When did you first engage with your super?

A new industry report by the ARC Centre of Excellence in Population Ageing Research (CEPAR), has found that for many Australians, taking out a home loan is a trigger for increased engagement with their superannuation.

The research project was conducted by researchers based at the University of New South Wales, the University of Sydney, University of Technology Sydney and Colonial First State.

“We found that super fund members who took out a new residential mortgage in 2014 changed their super contribution behaviour around the time they took out their mortgage compared to those who did not take out a mortgage,” said Hazel Bateman from CEPAR.

The way in which super contribution behaviour changed differed for members by the type of mortgage they took out.

“Those taking out a mortgage to buy an investment property tended to re-weight their portfolios towards real estate and away from their super, but owner-occupiers tended to build up their super after the real estate purchase,” said Professor Susan Thorp from the University of Sydney.

The report also showed that super fund members who took mortgages also increased their interactions with their financial service providers.
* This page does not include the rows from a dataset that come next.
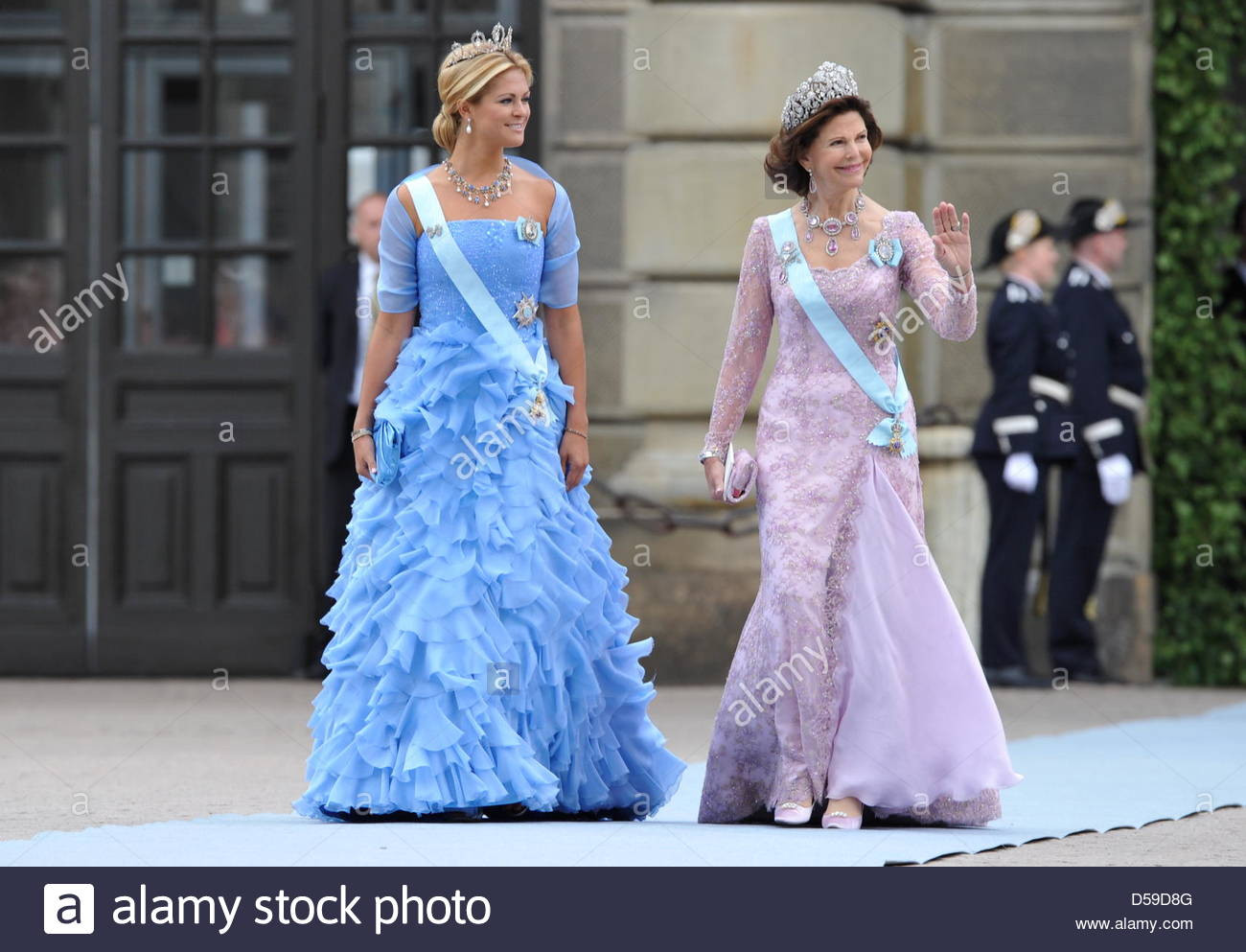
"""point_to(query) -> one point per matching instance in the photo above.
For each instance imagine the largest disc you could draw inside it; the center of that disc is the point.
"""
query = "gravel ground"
(78, 753)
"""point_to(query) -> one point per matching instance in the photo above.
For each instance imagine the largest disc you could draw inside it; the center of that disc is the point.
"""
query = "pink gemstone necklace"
(833, 225)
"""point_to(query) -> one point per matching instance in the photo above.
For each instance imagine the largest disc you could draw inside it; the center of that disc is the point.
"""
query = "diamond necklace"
(489, 194)
(833, 225)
“Members who took out a mortgage increased their number of bank branch visits, use of their bank app and online banking, as well as phone calls to their super fund,” said Prof. Thorp.

Superannuation is characterised by low levels of engagement as the way the system is set up allows many super fund members to ‘set and forget’ until retirement.
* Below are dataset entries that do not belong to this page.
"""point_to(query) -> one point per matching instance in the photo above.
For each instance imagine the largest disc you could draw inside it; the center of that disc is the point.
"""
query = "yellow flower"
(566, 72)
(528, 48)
When did you first engage with your super?

3 comments

 

In 1993 I was made redundant after 17 years employment and received a redundancy package which I rolled over into superannuation. From that moment I actively engaged with my super. In 1997 I took up full-time work again, worked another 17 years until retirement, all the while contributing extra and salary sacrificing.

My Father was a career Army man and told me numerous times when I was growing up that looking after your future, both physical and financially was a necessity. I began saving 5% of my after tax money when I started work at 16 and through the years became more financially savvy. I commenced my own super fund in the eighties with the funds I had saved and then set up a SMSF.

Now retired, my wife and I enjoy the fruits of our labours. Our children received the same advice my Father gave me and they now own their own houses and have good jobs that will provide for their futures.

 

I thought you would be interested in this story I found on MSN: http://a.msn.com/00/en-au/BB12WIh6?ocid=se2

 

Australians planning to access their superannuation early despite not being affected by the COVID-19 lockdown will be subject to hefty fines, officials have warned.  
The Australian Taxation Office has issued a warning just as billions of dollars in savings are set to be withdrawn from super accounts this week in line with a new government policy to help keep Aussies afloat amid the crisis.